STILL, I
Il disco in questione appare come punto di convergenza fra i tragitti intrapresi da Simone Trabucchi, già noto come Dracula Lewis e ora alle prese con il nuovo progetto Still, Oltre a fare musica, Trabucchi gestisce una sua etichetta ed è anche parte del duo di artisti visuali Invernomuto. Nelle opere realizzate con Simone Bertuzzi è già da tempo manifesto un interesse verso le tematiche post-colonialiste, prima in “Malù – Lo Stereotipo della Venere Nera in Italia”, quindi con il più famoso “Negus”. Quest’ultimo consiste in un art-docu che traccia un triangolo ideale fra Etiopia, Giamaica e Vernasca, luogo di provenienza dei due autori: apparentemente il piccolo paese dell’Appennino Ligure ha poco o nulla a che spartire tanto con il Corno d’Africa quanto con l’isola di Bob Marley, eppure Simone e Simone hanno rintracciato, nei racconti degli anziani del paese, un episodio che funge da trait d’union in questa singolare produzione video artistica. Pare che nella piazza principale di Vernasca negli anni Trenta sia stata bruciata, in un bizzarro rituale in onore di un reduce locale dall’invasione dell’Etiopia, un’effigie del negus Haile Selassie I, quello che dai rastafariani viene considerato come la reincarnazione del Messia. Da qui l’idea di inscenare nella piazza un controrituale officiato dal mitico Lee “Scratch” Perry.
Hundebiss Records, l’etichetta di Trabucchi, nelle sue non numerose uscite – una trentina di titoli in poco meno di dieci anni – ha spaziato in diverse direzioni, dal noise di Hair Police, Aaron Dilloway e Sewn Leather al cloud rap di Lil Ugly Mane, dal Lorenzo Senni versione Stargate a cose più scoppiate, tipo i vhs di James Ferraro e Hype Williams, entrambi agli albori, o il difficilmente catalogabile Èlg. L’ultima pubblicazione può essere considerata come una spia della deriva cyber-mondialista intrapresa con Still: trattasi del dominicano Kelman Duran, autore di un album (disponibile per ora solo in versione digitale) che, fra similcumbia e reggaeton, introduce nella dancehall qualcosa che assomiglia a una riflessione sulla contemporaneità.

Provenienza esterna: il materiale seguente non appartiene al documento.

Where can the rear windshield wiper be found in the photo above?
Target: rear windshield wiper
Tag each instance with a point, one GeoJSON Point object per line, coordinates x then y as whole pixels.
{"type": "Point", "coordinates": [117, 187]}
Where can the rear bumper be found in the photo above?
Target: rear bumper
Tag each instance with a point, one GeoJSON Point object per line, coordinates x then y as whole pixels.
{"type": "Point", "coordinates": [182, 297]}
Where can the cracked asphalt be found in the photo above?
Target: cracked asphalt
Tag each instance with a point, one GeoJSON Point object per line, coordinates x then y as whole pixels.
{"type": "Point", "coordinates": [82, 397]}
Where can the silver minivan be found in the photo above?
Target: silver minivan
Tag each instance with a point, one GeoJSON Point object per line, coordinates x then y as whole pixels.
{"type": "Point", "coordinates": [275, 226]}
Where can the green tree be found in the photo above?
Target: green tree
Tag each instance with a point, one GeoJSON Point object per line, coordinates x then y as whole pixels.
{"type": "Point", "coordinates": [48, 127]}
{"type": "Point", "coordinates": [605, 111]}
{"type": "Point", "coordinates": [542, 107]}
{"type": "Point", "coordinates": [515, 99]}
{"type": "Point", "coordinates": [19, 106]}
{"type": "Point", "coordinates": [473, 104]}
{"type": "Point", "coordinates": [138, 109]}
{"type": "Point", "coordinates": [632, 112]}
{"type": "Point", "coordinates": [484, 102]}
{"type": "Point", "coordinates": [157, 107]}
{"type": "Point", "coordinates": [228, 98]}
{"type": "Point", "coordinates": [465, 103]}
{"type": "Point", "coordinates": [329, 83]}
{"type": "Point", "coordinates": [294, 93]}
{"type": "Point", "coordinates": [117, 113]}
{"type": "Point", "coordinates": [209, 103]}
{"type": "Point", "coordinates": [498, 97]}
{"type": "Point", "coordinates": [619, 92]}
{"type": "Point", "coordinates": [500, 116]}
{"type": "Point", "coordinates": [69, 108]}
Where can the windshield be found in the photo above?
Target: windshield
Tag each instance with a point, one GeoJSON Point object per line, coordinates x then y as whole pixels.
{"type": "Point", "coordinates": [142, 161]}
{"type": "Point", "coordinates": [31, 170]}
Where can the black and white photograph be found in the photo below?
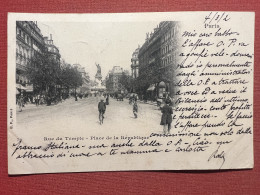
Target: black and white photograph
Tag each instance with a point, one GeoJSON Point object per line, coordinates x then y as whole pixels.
{"type": "Point", "coordinates": [136, 91]}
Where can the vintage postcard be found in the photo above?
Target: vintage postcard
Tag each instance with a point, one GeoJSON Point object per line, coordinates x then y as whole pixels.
{"type": "Point", "coordinates": [130, 91]}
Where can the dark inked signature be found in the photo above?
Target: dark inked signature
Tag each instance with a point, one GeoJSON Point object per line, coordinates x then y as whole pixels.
{"type": "Point", "coordinates": [218, 155]}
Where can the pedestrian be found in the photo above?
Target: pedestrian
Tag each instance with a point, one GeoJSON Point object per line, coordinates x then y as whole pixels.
{"type": "Point", "coordinates": [135, 108]}
{"type": "Point", "coordinates": [107, 100]}
{"type": "Point", "coordinates": [37, 99]}
{"type": "Point", "coordinates": [21, 103]}
{"type": "Point", "coordinates": [166, 119]}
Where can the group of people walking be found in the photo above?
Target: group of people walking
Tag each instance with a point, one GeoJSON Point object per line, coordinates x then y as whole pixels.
{"type": "Point", "coordinates": [166, 110]}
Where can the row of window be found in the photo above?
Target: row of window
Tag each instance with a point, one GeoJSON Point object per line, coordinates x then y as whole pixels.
{"type": "Point", "coordinates": [168, 35]}
{"type": "Point", "coordinates": [167, 60]}
{"type": "Point", "coordinates": [166, 49]}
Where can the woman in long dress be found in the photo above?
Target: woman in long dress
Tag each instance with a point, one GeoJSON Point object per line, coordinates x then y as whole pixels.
{"type": "Point", "coordinates": [166, 119]}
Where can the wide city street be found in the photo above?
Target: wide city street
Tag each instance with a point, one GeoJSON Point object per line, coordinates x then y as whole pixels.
{"type": "Point", "coordinates": [71, 118]}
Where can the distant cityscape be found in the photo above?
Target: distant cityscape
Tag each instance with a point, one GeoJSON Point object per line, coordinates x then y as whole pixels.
{"type": "Point", "coordinates": [152, 64]}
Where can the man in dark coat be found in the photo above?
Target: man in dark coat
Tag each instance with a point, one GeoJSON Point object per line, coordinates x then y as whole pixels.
{"type": "Point", "coordinates": [166, 119]}
{"type": "Point", "coordinates": [101, 108]}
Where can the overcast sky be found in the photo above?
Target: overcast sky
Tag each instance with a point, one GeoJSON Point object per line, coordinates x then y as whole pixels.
{"type": "Point", "coordinates": [108, 44]}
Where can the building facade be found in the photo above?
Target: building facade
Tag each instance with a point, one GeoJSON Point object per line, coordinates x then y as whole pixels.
{"type": "Point", "coordinates": [29, 41]}
{"type": "Point", "coordinates": [113, 84]}
{"type": "Point", "coordinates": [157, 59]}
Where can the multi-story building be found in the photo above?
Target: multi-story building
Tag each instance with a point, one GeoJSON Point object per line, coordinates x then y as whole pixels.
{"type": "Point", "coordinates": [135, 63]}
{"type": "Point", "coordinates": [113, 79]}
{"type": "Point", "coordinates": [86, 85]}
{"type": "Point", "coordinates": [157, 59]}
{"type": "Point", "coordinates": [52, 49]}
{"type": "Point", "coordinates": [29, 41]}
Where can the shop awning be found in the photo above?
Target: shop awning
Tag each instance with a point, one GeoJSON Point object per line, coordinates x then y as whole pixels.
{"type": "Point", "coordinates": [151, 87]}
{"type": "Point", "coordinates": [162, 84]}
{"type": "Point", "coordinates": [29, 88]}
{"type": "Point", "coordinates": [19, 86]}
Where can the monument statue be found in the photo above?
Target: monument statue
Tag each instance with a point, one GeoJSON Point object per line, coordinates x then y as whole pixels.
{"type": "Point", "coordinates": [98, 69]}
{"type": "Point", "coordinates": [98, 76]}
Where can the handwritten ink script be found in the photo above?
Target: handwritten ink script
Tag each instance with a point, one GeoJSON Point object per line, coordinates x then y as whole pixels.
{"type": "Point", "coordinates": [212, 103]}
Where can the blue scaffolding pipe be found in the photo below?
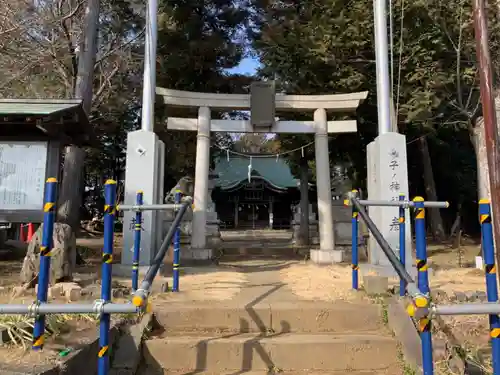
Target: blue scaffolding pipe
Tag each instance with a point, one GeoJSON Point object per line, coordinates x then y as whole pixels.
{"type": "Point", "coordinates": [98, 307]}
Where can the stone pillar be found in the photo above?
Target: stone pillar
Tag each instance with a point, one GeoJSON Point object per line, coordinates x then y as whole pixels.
{"type": "Point", "coordinates": [326, 253]}
{"type": "Point", "coordinates": [236, 211]}
{"type": "Point", "coordinates": [304, 203]}
{"type": "Point", "coordinates": [387, 179]}
{"type": "Point", "coordinates": [271, 214]}
{"type": "Point", "coordinates": [199, 238]}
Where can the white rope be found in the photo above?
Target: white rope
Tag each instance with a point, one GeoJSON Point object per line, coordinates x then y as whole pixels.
{"type": "Point", "coordinates": [277, 155]}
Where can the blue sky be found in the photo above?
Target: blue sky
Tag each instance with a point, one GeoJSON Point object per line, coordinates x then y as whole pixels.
{"type": "Point", "coordinates": [247, 66]}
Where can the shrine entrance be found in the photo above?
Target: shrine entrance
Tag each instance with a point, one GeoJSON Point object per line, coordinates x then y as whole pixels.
{"type": "Point", "coordinates": [144, 148]}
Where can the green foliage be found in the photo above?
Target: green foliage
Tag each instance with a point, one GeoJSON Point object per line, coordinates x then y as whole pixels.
{"type": "Point", "coordinates": [324, 47]}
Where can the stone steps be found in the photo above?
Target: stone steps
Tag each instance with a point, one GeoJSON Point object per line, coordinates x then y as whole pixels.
{"type": "Point", "coordinates": [303, 317]}
{"type": "Point", "coordinates": [389, 371]}
{"type": "Point", "coordinates": [280, 352]}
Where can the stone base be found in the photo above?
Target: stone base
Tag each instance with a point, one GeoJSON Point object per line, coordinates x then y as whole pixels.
{"type": "Point", "coordinates": [125, 270]}
{"type": "Point", "coordinates": [388, 271]}
{"type": "Point", "coordinates": [319, 256]}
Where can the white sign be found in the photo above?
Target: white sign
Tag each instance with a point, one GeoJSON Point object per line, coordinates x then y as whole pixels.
{"type": "Point", "coordinates": [22, 175]}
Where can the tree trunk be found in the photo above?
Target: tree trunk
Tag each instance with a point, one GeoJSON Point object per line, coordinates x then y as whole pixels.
{"type": "Point", "coordinates": [303, 239]}
{"type": "Point", "coordinates": [483, 177]}
{"type": "Point", "coordinates": [70, 197]}
{"type": "Point", "coordinates": [436, 221]}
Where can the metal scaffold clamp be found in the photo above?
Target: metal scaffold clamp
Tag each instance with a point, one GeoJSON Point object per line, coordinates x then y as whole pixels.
{"type": "Point", "coordinates": [33, 309]}
{"type": "Point", "coordinates": [99, 306]}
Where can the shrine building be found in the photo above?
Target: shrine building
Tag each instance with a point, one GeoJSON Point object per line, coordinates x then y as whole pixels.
{"type": "Point", "coordinates": [255, 195]}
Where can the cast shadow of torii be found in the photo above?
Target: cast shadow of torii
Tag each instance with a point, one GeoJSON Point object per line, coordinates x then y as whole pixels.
{"type": "Point", "coordinates": [250, 344]}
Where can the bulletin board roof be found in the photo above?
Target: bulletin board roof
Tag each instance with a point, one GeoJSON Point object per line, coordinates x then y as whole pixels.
{"type": "Point", "coordinates": [62, 119]}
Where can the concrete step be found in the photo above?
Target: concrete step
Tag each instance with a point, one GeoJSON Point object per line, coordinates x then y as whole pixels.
{"type": "Point", "coordinates": [392, 371]}
{"type": "Point", "coordinates": [257, 249]}
{"type": "Point", "coordinates": [282, 352]}
{"type": "Point", "coordinates": [284, 317]}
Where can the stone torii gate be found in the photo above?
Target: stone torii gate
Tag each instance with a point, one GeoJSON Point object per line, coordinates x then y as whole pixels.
{"type": "Point", "coordinates": [145, 161]}
{"type": "Point", "coordinates": [320, 104]}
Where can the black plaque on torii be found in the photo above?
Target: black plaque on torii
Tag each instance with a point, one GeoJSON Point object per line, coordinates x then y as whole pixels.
{"type": "Point", "coordinates": [262, 104]}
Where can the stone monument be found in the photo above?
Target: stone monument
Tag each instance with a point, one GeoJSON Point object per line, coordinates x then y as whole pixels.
{"type": "Point", "coordinates": [387, 179]}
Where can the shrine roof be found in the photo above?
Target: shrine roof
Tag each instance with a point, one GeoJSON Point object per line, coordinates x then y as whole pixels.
{"type": "Point", "coordinates": [62, 119]}
{"type": "Point", "coordinates": [275, 171]}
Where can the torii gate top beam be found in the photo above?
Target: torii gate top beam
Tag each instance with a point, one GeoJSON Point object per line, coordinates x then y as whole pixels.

Infatti, con quest’album su Pan (etichetta fra le più attente a veicolare il suono dell’oggi), ci troviamo musicalmente più o meno dalle parti di Duran. Apparentemente siamo proprio in presenza del tentativo di innestare una lettura specifica del presente (in cui, ad esempio, Ras Tafari viene assimilato ad un microchip, vedi traccia uno) su di un immaginario che troppo spesso viene declinato al passato, in ciò che potremmo chiamare post-dub, una maniera piuttosto peculiare di trattare i ritmi in levare e le sonorità dub che sembra maturata più alla luce dei led che al sole dei Caraibi. L’album è frutto di un lungo lavoro che trae ispirazione dalla raccolta in giro per il mondo di musiche dancehall e dub anni Ottanta e Novanta; fondamentale nell’operazione è stato il reclutamento delle voci, sei in tutto, all’interno della comunità etiope di Milano. Quello che Still crea è una sorta di cortocircuito fra culture diverse: inserendo voci africane su ritmi caraibici, buttando una sensibilità musicale tutta europea sulla dancehall di uno slum africano, in assonanza evidente con il gqom sudafricano, il progetto punta a spiazzare, fin dalla copertina che ritrae un ambiguo replicante opera di Mimmo Rotella, a metà fra la maschera rituale e il travestimento cyber, accompagnato da ideogrammi inventati, di impossibile decifrazione. Una divertente metafora dell’irriducibile complessità del presente.